Wednesday, June 11, 2008

 

Ohio Must Change Lethal Injection Drugs


Yesterday, Ohio Judge James Burge ruled that the state's method of putting a prisoner to death is unconstitutional because two of the three drugs used for the injection can cause "an agonizing and painful death." The decision means that Ohio must stop using the two risky drugs, pancuronium bromide (pavulon), a paralytic which has been outlawed by veterinarians, as well as potassium chloride, which stops the heart and can cause excruciating pain if the inmate is not properly anesthetized.

The Judge ordered that the state use only a single, anesthetic drug. State officials were reviewing the decision in order to determine if they will appeal to the Ohio Supreme Court.
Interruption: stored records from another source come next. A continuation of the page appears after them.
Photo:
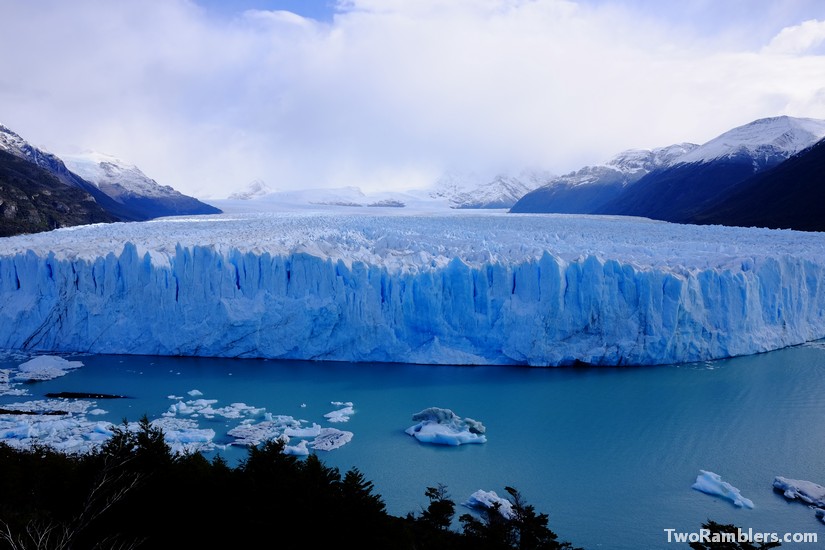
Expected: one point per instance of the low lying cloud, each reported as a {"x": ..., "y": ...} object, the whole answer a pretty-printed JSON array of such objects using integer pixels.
[{"x": 388, "y": 94}]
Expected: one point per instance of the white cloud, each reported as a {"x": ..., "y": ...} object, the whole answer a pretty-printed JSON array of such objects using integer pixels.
[
  {"x": 387, "y": 94},
  {"x": 798, "y": 39}
]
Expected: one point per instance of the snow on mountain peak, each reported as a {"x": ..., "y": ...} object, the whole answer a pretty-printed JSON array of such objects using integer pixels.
[
  {"x": 255, "y": 189},
  {"x": 770, "y": 139},
  {"x": 114, "y": 176},
  {"x": 635, "y": 161},
  {"x": 472, "y": 190}
]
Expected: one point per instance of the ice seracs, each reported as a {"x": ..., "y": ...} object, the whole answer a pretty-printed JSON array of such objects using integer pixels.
[
  {"x": 494, "y": 288},
  {"x": 440, "y": 426},
  {"x": 712, "y": 484}
]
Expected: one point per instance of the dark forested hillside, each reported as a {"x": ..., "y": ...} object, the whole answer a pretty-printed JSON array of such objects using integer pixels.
[{"x": 788, "y": 196}]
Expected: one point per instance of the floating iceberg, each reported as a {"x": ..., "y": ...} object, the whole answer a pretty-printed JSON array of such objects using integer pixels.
[
  {"x": 330, "y": 439},
  {"x": 443, "y": 427},
  {"x": 60, "y": 424},
  {"x": 806, "y": 491},
  {"x": 340, "y": 415},
  {"x": 45, "y": 367},
  {"x": 487, "y": 500},
  {"x": 445, "y": 289},
  {"x": 712, "y": 484}
]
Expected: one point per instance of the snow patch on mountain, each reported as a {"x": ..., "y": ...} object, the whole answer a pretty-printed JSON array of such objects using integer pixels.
[
  {"x": 472, "y": 190},
  {"x": 256, "y": 189},
  {"x": 116, "y": 177},
  {"x": 626, "y": 167},
  {"x": 767, "y": 141}
]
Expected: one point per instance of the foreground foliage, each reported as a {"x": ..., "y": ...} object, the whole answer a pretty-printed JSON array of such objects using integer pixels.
[{"x": 134, "y": 493}]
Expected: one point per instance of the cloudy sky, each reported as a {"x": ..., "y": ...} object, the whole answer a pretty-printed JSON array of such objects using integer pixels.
[{"x": 208, "y": 95}]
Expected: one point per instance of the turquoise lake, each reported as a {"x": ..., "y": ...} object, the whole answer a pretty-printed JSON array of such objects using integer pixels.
[{"x": 609, "y": 453}]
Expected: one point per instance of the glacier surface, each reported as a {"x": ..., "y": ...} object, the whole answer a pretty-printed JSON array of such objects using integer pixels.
[{"x": 493, "y": 288}]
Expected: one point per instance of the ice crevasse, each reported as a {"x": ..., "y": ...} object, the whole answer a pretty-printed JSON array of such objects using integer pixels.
[{"x": 484, "y": 289}]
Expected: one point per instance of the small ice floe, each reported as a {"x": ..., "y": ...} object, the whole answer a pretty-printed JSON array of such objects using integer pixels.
[
  {"x": 7, "y": 387},
  {"x": 330, "y": 439},
  {"x": 443, "y": 427},
  {"x": 806, "y": 491},
  {"x": 487, "y": 500},
  {"x": 340, "y": 415},
  {"x": 312, "y": 431},
  {"x": 712, "y": 484},
  {"x": 182, "y": 434},
  {"x": 61, "y": 425},
  {"x": 204, "y": 407},
  {"x": 45, "y": 367},
  {"x": 300, "y": 449},
  {"x": 251, "y": 433}
]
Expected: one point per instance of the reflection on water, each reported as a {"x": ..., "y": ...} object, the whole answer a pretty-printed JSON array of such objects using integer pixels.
[{"x": 609, "y": 453}]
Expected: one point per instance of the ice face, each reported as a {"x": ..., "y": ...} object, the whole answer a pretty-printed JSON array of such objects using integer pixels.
[{"x": 540, "y": 290}]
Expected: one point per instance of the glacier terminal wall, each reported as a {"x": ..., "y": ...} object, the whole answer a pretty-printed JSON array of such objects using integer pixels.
[{"x": 541, "y": 309}]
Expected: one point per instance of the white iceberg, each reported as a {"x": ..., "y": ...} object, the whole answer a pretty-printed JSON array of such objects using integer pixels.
[
  {"x": 45, "y": 367},
  {"x": 806, "y": 491},
  {"x": 712, "y": 484},
  {"x": 487, "y": 500},
  {"x": 183, "y": 435},
  {"x": 340, "y": 415},
  {"x": 439, "y": 426},
  {"x": 61, "y": 425},
  {"x": 7, "y": 387},
  {"x": 300, "y": 449},
  {"x": 330, "y": 439},
  {"x": 251, "y": 433}
]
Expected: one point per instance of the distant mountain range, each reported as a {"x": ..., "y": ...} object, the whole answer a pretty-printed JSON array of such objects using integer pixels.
[
  {"x": 470, "y": 190},
  {"x": 744, "y": 176},
  {"x": 100, "y": 189}
]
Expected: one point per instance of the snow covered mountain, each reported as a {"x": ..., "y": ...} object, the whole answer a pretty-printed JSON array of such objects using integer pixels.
[
  {"x": 119, "y": 188},
  {"x": 541, "y": 290},
  {"x": 790, "y": 195},
  {"x": 586, "y": 190},
  {"x": 255, "y": 189},
  {"x": 766, "y": 141},
  {"x": 470, "y": 190},
  {"x": 678, "y": 182},
  {"x": 129, "y": 186},
  {"x": 32, "y": 199},
  {"x": 700, "y": 178}
]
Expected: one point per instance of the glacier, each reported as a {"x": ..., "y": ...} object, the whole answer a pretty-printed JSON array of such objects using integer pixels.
[{"x": 431, "y": 288}]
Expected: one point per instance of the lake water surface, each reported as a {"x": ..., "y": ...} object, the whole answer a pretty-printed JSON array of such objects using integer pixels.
[{"x": 609, "y": 453}]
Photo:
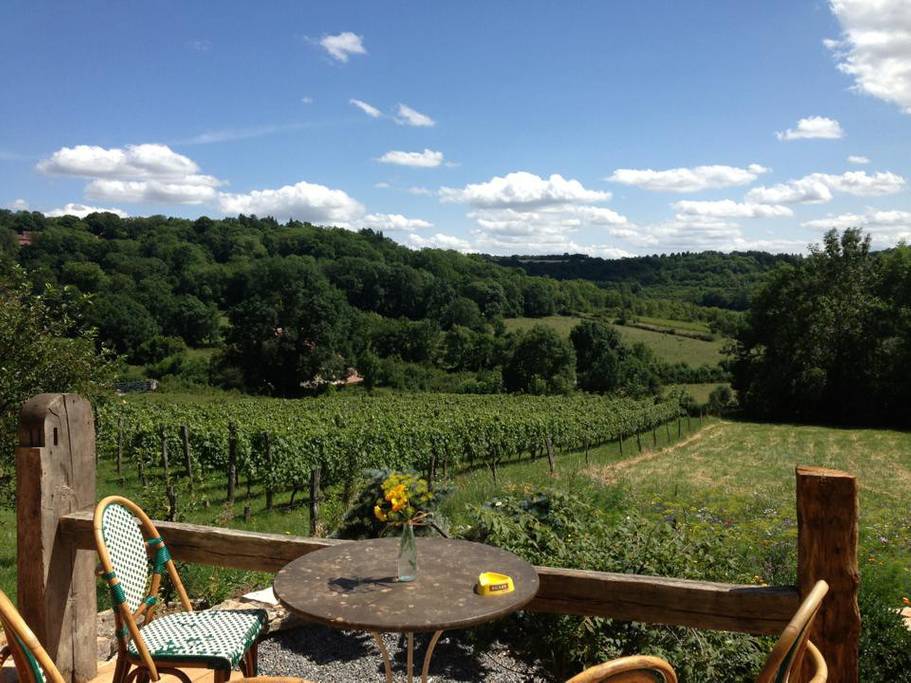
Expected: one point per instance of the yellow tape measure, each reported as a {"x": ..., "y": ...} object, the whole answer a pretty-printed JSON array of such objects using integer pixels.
[{"x": 492, "y": 583}]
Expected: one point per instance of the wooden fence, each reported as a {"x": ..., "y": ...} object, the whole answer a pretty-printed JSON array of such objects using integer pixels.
[{"x": 56, "y": 557}]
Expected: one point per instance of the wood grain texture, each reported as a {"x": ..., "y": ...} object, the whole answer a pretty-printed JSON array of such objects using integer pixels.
[
  {"x": 728, "y": 607},
  {"x": 827, "y": 526},
  {"x": 55, "y": 466}
]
Tennessee uses the same drug cocktail in its current protocol, which has also been successfully challenged in Federal Court by death row inmate Edward Jerome Harbison. In the Harbison case, Judge Aleta Trauger issued a blistering opinion finding that the Tennessee Department of Correction was “deliberately indifferent” about the risks of the lethal injection protocol. The state filed an appeal, and the Sixth Circuit stayed Harbison's execution scheduled for the fall of 2007.

Though the U.S. Supreme Court in the recent Baze vs. Rees decision did not find Kentucky's current protocol to be unconstitutional, Tennessee's protocol is slightly different with findings in the trial court specific to Tennessee, and therefore, is still being litigated.

The Ohio Judge's ruling only reaffirmed what many of us already know: there is indeed a substantial risk of excruciating pain an suffering with the continued use of this three drug cocktail which absolutely violates one's constitutional right to avoid cruel and unusual punishment.

This issue is not one which will be going away anytime soon as long as the state continues to seek a "humane" way to take a person's life.

How much time and money are we willing to spend in deciding how to kill people when the more pressing question is: Why do we kill people who kill people to demonstrate that killing people is wrong?